Críticas das famílias dos reféns israelenses
A fala foi também alvo de críticas de familiares dos reféns do grupo islâmico Hamas, que a considerou "escandalosa".
"Que vergonha dar legitimidade a crimes contra a humanidade quando se trata de judeus! As declarações do secretário-geral da ONU são escandalosas!", afirmou o grupo de famílias dos cerca de 220 sequestrados em comunicado.
"Crianças foram queimadas vivas, mulheres foram violadas e civis foram torturados e assassinados a sangue frio. Tudo com o objetivo de aniquilar todos os israelenses e judeus na área capturada pelo Hamas", observaram as famílias.
Guterres diz que falas foram deturpadas
Nesta quarta-feira, Guterres se pronunciou sobre as críticas aos seus comentários da véspera, dizendo que precisava "esclarecer as coisas, especialmente por respeito às vítimas e suas famílias".

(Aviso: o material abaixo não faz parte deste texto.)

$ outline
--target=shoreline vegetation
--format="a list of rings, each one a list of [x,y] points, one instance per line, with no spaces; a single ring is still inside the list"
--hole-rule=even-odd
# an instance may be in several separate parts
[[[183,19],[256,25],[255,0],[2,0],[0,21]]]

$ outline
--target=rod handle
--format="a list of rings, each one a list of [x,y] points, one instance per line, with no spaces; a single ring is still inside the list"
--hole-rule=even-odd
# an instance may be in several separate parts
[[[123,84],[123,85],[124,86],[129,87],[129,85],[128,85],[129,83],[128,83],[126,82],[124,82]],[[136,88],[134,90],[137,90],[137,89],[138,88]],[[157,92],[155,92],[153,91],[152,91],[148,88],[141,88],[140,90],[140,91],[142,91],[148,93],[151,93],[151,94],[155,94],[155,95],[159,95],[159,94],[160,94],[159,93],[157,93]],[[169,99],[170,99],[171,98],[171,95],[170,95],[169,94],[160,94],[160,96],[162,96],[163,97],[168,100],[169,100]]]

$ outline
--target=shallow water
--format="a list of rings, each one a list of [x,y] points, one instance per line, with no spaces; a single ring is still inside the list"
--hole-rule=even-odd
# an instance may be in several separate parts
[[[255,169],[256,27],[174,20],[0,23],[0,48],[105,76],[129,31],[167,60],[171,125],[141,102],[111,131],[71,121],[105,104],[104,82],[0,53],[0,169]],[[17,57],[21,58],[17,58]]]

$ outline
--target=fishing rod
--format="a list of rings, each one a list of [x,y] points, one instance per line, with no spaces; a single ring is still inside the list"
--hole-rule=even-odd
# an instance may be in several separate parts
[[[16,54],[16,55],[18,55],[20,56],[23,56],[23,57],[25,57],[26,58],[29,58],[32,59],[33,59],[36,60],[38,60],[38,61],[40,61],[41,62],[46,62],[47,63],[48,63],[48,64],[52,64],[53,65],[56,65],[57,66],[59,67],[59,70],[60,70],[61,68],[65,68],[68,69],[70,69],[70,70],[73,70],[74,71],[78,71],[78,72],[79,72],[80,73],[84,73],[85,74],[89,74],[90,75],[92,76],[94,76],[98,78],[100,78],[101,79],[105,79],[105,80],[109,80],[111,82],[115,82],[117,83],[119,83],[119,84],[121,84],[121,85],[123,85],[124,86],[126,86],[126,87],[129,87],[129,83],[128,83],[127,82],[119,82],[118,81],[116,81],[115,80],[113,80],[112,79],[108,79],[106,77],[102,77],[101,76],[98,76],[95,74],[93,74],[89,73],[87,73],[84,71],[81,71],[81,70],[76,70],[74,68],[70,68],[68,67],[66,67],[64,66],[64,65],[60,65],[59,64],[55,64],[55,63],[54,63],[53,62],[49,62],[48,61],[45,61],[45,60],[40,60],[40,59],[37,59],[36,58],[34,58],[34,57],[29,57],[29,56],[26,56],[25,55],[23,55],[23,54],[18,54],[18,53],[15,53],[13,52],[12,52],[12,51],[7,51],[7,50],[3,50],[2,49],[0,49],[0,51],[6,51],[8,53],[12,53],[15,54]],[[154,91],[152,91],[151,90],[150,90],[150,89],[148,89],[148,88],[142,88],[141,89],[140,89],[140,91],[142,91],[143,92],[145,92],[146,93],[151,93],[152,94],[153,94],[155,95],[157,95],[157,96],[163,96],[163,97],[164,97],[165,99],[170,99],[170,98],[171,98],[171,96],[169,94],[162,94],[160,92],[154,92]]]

"Estou chocado com as deturpações feitas por alguns sobre minha declaração ontem no Conselho de Segurança – como se eu estivesse justificando os atos de terror do Hamas", disse ele a jornalistas reunidos na sede da ONU em Nova York. "Isso é falso. Foi o contrário."
O chefe das Nações Unidas observou que, no dia anterior, condenou o ataque do Hamas a Israel e enfatizou que "nada pode justificar matar, ferir e sequestrar deliberadamente civis, ou lançar foguetes contra alvos civis".
Ele insistiu que falou, sim, "sobre as queixas do povo palestino" – "mas ao fazer isso também afirmei claramente, e cito: 'As queixas do povo palestino não podem justificar os terríveis ataques do Hamas'. Fim de citação".
Alemanha apoia chefe de ONU
Também nesta quarta, o governo da Alemanha declarou que Guterres tem sua "confiança" e que a exigência de Israel para que ele renuncie "não é apropriada".
"Temos que dar meio passo atrás. A situação está muito carregada, muito tensa. Estamos todos chocados e não tenho a sensação de que os pedidos de renúncia sejam apropriados", disse Steffen Hebestreit, porta-voz do chanceler federal Olaf Scholz, em coletiva de imprensa em Berlim.
Ele acrescentou que a Alemanha se mantém "inabalavelmente" ao lado de Israel, mas também está fazendo esforços para "mediar".
"Vemos o que está acontecendo em Israel, o que está acontecendo em Gaza. Estamos tentando abrir janelas humanitárias para que os civis continuem a receber comida, água", disse o porta-voz. "Nesta situação, meu conselho seria que, em nível internacional e público, não devemos permitir-nos ficar divididos, mas sim enfrentar juntos um conflito muito complicado e delicado."